Le cadre professionnel : qui fait quoi
L’assistant de consultation en ophtalmologie travaille sous la responsabilité et le contrôle du médecin ophtalmologiste, dans le cadre d’un protocole organisationnel. Il réalise des actes préparatoires — mesures, examens complémentaires, recueil d’informations — dont l’interprétation, le diagnostic et la prescription restent la compétence exclusive du médecin. Cette délégation encadrée est ce qui permet de recevoir plus de patients sans jamais sortir du cadre légal : l’assistant prépare, le médecin décide.
Pour aller plus loin
La pré-consultation : déroulement et actes délégués · Urgences en ophtalmologie : reconnaître et orienter · Blépharite, orgelet, chalazion : comment les distinguer
Se former : Assistant de consultation en ophtalmologie — formation EasyOpto, organisme certifié Qualiopi (n° 76341010734), dirigé par Lionel Bricard. 216 professionnels accompagnés · 5,0/5 sur 118 avis Google.
Questions fréquentes
Qu’est-ce qu’un assistant de consultation en ophtalmologie ?
C’est un professionnel qui réalise, sous la responsabilité et le contrôle du médecin ophtalmologiste et dans le cadre d’un protocole organisationnel, les examens préparatoires à la consultation : interrogatoire, réfraction, tonométrie, examens d’imagerie. L’interprétation, le diagnostic et la prescription restent la compétence exclusive du médecin.
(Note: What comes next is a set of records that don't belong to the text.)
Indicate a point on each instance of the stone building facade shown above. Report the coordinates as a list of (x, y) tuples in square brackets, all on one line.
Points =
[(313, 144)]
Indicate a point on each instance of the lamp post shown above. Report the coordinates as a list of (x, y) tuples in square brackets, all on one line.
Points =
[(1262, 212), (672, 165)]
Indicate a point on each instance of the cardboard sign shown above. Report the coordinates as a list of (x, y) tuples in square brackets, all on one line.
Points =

Un opticien peut-il devenir assistant en ophtalmologie ?
Oui, et c’est le profil le plus fréquent. L’opticien maîtrise déjà la réfraction, les appareils et la relation avec le patient. La formation lui apporte le protocole de cabinet, les examens complémentaires et les limites précises de la délégation.
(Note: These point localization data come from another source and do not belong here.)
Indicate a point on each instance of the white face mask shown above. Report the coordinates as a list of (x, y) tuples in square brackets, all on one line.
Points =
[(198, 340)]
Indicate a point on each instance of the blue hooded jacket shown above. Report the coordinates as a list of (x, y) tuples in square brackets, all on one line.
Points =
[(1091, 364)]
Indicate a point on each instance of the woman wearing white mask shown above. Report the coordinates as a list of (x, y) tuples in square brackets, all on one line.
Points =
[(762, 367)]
Faut-il un diplôme particulier pour être assistant de consultation ?
Il n’existe pas de diplôme d’État spécifique : le poste repose sur une formation professionnelle et sur le protocole organisationnel signé avec le médecin. C’est le médecin qui définit, dans ce protocole, les actes qu’il délègue et dans quelles conditions.
L’assistant peut-il interpréter un examen ou poser un diagnostic ?
Non, en aucun cas. Il réalise et transmet. Toute interprétation, tout diagnostic et toute prescription relèvent exclusivement du médecin ophtalmologiste. Sortir de ce cadre relèverait de l’exercice illégal de la médecine.